Maine does not need to reinvent itself to attract and retain young people, Maine’s culture and people simply need to be allowed to flourish. How do you convince young people like me to choose Maine, even after we have left? I want low taxes, fewer barriers to good jobs, and a better Maine for all people. Here are three steps Maine could take to accomplish these this year:
One: Lower Taxes
Mainer’s pay the third highest tax burden in the United States. Maine should:
Young people may not know these numbers off hand, but when they go to look for jobs, they know the impact: Maine’s high taxes have driven businesses away and force young people to find jobs elsewhere.
Maine is not competitive. New Hampshire, which has 0% income tax and a 7.9% corporate tax (scheduled to decrease again in December 2019 and December 2021) is right next door. As Maine spends more, businesses feel the pinch, and jobs that would attract young people become scarce.
Two: Low Barriers to Good Jobs
On April 10, 2019 Arizona’s Governor Doug Ducey signed House Bill 2569, making Arizona the first state to recognize all out-of-state occupational licenses.
Maine should replicate Arizona’s bill, and also eliminate the licensing of all professionals not in public safety. Young people need opportunities, not more red tape.
Maine currently requires more than 20% of the workforce to be licensed. That means over 100,000 Mainer’s are forced to pay an average of $181 for permission to earn a living. This does not make Maine safer, it just means fewer opportunities. Maine’s barbers currently require more training than our EMTs. The system is upside down and especially unfavorable to blue collar workers.
Many Maine business owners want lower barriers to entry for employees, but legislators create artificial hurdles like licensing and fees. Maine licensing programs have resulted in a misallocation of approximately $2.6 Billion: $4,719 per household.
Young people want opportunity when choosing a home. Other states are making success easier than ever while Maine falls behind.
Three: Preserve the way life should be
“The way life should be” is an iconic slogan for Maine. To everyone who crosses the border via bridge or backroad, the way life should be has a different meaning. That ideal is a strength of Maine’s, with each person free to pursue our own interpretation of the motto.
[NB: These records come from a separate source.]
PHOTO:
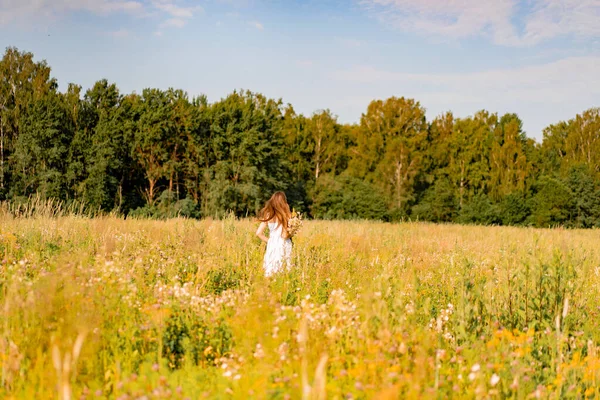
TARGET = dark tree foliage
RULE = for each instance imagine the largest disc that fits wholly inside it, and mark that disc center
(160, 154)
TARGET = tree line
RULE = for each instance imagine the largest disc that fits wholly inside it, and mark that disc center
(161, 153)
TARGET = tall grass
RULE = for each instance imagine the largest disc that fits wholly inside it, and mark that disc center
(122, 309)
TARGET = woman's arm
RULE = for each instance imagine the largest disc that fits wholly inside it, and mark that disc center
(260, 232)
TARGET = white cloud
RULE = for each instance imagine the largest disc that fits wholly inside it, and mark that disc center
(305, 63)
(350, 43)
(463, 18)
(119, 34)
(559, 81)
(542, 94)
(26, 11)
(257, 25)
(12, 10)
(175, 10)
(174, 23)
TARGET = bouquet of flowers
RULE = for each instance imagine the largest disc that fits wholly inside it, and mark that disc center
(294, 223)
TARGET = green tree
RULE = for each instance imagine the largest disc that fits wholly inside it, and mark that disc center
(40, 157)
(22, 82)
(391, 147)
(247, 144)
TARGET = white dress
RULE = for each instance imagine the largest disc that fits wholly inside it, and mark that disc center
(279, 250)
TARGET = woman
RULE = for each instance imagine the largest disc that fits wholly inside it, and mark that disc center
(275, 214)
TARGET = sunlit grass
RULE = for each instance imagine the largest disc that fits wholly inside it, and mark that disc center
(105, 307)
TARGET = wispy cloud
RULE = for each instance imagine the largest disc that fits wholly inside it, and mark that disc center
(555, 82)
(494, 18)
(13, 10)
(349, 42)
(176, 12)
(174, 23)
(257, 25)
(120, 34)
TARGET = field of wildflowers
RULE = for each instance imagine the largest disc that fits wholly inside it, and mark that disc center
(179, 309)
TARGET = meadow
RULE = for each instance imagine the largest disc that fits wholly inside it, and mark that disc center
(94, 308)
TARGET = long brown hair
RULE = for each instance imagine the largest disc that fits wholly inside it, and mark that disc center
(276, 209)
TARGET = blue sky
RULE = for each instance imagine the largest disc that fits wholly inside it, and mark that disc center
(538, 58)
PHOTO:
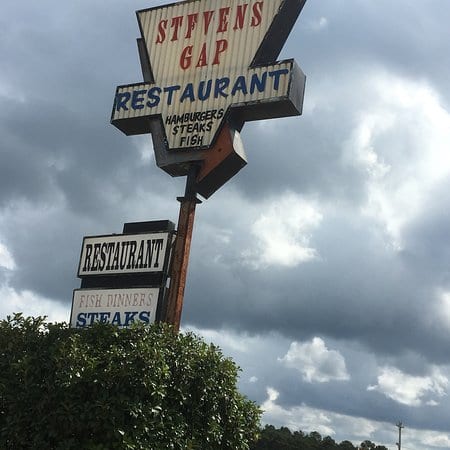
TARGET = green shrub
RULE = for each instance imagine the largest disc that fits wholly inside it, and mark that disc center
(103, 388)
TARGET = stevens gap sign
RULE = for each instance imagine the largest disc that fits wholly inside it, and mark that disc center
(209, 62)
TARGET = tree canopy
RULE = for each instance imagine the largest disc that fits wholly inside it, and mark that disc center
(103, 388)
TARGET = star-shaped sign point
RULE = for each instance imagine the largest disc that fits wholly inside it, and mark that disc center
(207, 62)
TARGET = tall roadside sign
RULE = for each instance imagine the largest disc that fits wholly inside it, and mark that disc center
(208, 67)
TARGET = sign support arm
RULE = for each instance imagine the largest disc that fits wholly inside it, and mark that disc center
(180, 257)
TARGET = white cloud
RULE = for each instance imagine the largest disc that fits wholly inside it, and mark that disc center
(6, 259)
(31, 304)
(315, 362)
(408, 389)
(282, 233)
(400, 142)
(318, 24)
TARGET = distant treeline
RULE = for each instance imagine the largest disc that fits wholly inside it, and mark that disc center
(283, 439)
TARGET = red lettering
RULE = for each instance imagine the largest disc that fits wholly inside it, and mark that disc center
(207, 15)
(162, 26)
(202, 61)
(240, 16)
(223, 19)
(176, 25)
(192, 21)
(221, 46)
(257, 14)
(186, 57)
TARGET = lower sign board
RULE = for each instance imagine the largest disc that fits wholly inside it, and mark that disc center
(120, 307)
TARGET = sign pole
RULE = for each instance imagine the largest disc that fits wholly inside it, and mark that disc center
(180, 259)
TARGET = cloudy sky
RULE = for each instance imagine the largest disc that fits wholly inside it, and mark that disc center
(322, 268)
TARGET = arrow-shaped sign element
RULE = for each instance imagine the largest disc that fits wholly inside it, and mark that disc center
(210, 61)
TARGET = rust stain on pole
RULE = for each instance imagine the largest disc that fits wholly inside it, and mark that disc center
(180, 258)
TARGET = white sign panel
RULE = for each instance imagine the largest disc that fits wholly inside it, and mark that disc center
(120, 307)
(122, 254)
(202, 56)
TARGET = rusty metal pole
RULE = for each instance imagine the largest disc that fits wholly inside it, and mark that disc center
(180, 258)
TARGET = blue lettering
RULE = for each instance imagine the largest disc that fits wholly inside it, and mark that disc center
(138, 99)
(240, 85)
(171, 90)
(202, 95)
(122, 100)
(92, 316)
(129, 317)
(221, 85)
(276, 74)
(257, 83)
(188, 93)
(81, 320)
(154, 95)
(116, 319)
(104, 316)
(144, 316)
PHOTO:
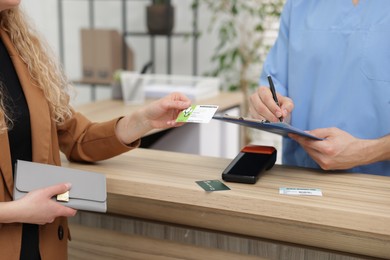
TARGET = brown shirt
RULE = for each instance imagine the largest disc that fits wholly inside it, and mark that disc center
(78, 138)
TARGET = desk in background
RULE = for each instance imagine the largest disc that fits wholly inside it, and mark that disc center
(156, 210)
(213, 139)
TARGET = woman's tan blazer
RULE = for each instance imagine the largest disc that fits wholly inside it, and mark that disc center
(78, 139)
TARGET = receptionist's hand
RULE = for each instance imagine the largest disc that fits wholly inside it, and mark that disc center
(262, 106)
(339, 150)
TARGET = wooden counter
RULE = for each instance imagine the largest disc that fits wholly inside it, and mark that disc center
(352, 216)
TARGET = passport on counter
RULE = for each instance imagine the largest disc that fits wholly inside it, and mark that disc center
(280, 128)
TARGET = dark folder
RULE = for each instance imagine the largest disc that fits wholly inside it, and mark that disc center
(279, 128)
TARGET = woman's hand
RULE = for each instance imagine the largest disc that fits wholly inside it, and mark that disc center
(37, 207)
(160, 114)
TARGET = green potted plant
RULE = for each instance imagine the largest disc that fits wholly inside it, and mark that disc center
(241, 49)
(160, 17)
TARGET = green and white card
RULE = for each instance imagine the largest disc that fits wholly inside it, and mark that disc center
(197, 114)
(212, 185)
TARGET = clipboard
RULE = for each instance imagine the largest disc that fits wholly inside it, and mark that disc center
(280, 128)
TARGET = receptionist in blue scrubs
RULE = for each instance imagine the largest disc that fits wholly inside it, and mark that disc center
(331, 69)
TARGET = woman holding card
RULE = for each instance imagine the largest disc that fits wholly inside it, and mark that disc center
(36, 122)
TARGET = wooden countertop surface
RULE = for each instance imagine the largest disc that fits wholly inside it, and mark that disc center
(353, 215)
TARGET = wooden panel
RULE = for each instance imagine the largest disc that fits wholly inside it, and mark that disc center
(92, 243)
(353, 215)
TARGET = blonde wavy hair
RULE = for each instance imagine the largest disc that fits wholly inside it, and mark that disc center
(44, 69)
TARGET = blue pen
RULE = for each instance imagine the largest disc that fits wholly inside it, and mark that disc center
(273, 91)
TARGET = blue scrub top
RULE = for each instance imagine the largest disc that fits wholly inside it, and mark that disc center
(333, 59)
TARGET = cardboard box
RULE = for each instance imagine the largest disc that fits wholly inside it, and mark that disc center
(102, 54)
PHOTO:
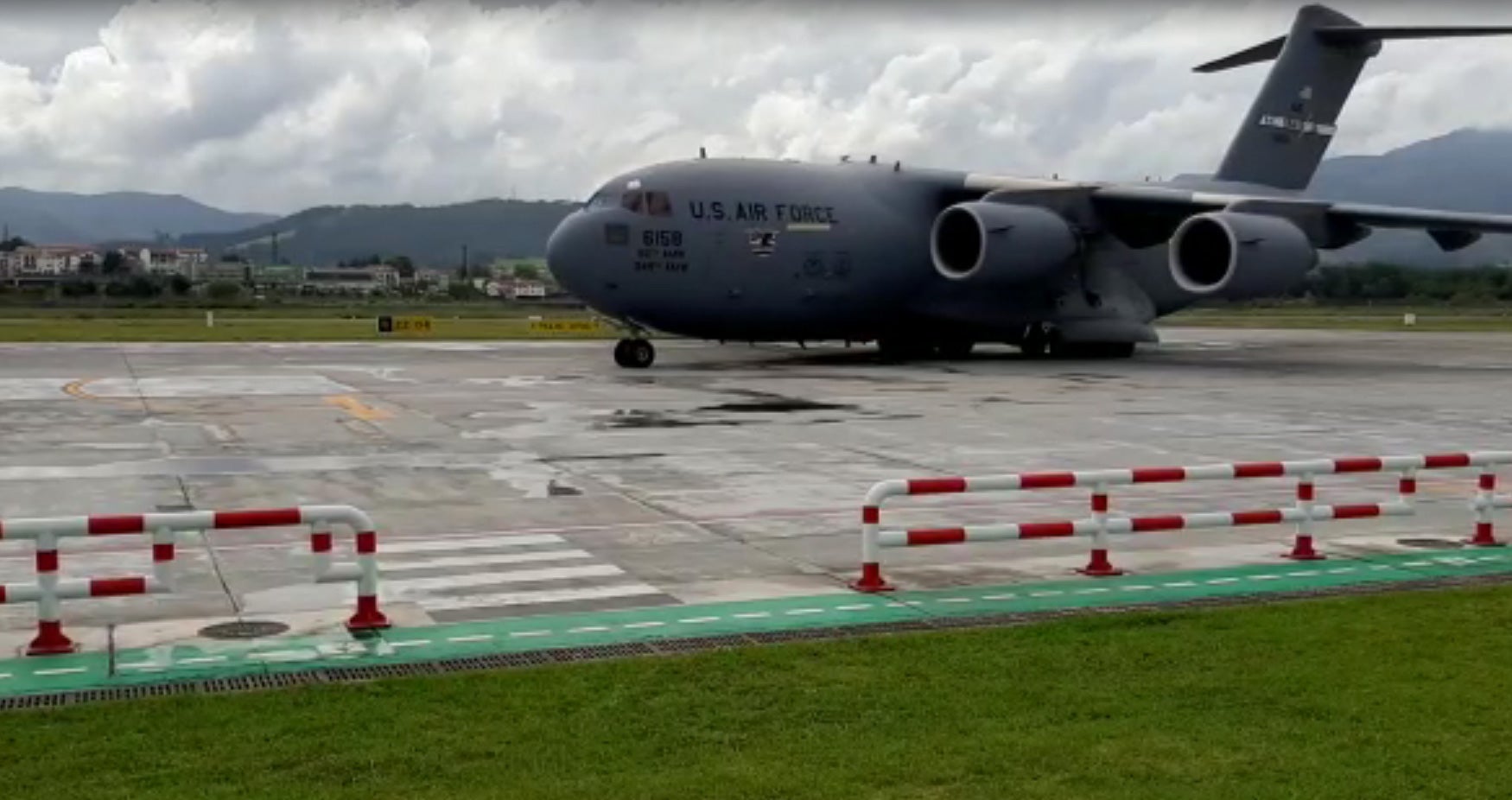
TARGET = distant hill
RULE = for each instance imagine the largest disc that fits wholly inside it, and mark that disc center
(1464, 171)
(435, 235)
(82, 219)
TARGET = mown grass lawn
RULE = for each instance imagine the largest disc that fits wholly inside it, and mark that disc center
(1394, 696)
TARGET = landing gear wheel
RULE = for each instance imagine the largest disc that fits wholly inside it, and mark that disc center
(1036, 340)
(634, 352)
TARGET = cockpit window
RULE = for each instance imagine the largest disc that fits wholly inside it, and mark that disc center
(647, 203)
(658, 205)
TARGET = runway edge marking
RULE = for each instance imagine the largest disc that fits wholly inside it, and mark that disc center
(173, 664)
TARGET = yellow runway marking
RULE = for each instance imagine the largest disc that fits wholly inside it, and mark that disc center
(357, 407)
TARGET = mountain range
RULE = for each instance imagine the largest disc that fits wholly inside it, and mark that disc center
(1467, 169)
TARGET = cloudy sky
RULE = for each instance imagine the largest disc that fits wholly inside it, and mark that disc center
(276, 106)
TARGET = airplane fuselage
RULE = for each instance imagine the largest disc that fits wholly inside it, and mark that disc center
(774, 250)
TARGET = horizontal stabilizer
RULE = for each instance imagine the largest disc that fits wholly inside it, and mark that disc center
(1349, 36)
(1255, 54)
(1346, 35)
(1451, 241)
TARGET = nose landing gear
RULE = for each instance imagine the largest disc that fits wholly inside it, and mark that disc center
(634, 352)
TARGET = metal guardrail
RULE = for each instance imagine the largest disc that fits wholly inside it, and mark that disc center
(1304, 515)
(48, 588)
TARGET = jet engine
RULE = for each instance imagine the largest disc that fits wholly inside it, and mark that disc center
(1239, 256)
(1000, 244)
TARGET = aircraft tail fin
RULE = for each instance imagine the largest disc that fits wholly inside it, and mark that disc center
(1292, 121)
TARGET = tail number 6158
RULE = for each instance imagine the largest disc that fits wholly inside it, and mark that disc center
(661, 238)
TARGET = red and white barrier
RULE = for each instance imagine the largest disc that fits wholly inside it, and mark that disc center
(1304, 515)
(48, 588)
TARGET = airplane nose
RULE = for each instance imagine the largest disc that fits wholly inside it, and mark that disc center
(566, 257)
The way life should be has gotten harder to find for young people as Maine has continued to increase taxes and make doing business harder for entrepreneurs. As more Mainer’s feel that opportunities are limited or that things are changing for the worse, even those of us born here choose to leave and raise our families elsewhere. It’s not a hypothetical, it’s happening.
When legislators take money out of Mainer’s pockets and limit economic opportunity, they are forgetting that strong local communities have been the backbone of the state. It is fatal to assume a one size fits all option is best: we all have our own passions that are worth pursuing.
Current proposals designed to attract and retain youth in Maine imagine a new Silicon Valley, but Maine has a small population, and a niche culture. Solutions requires a people centric approach that doesn’t change what makes Maine so wonderful. States experiencing success lean toward liberty.
Maine’s ocean views, mountain landscapes, and amazing culture mean nothing if they come at the cost of my family’s future. When Maine jobs and lower taxes are a reality young people, myself included, will believe it when they see the sign: welcome home.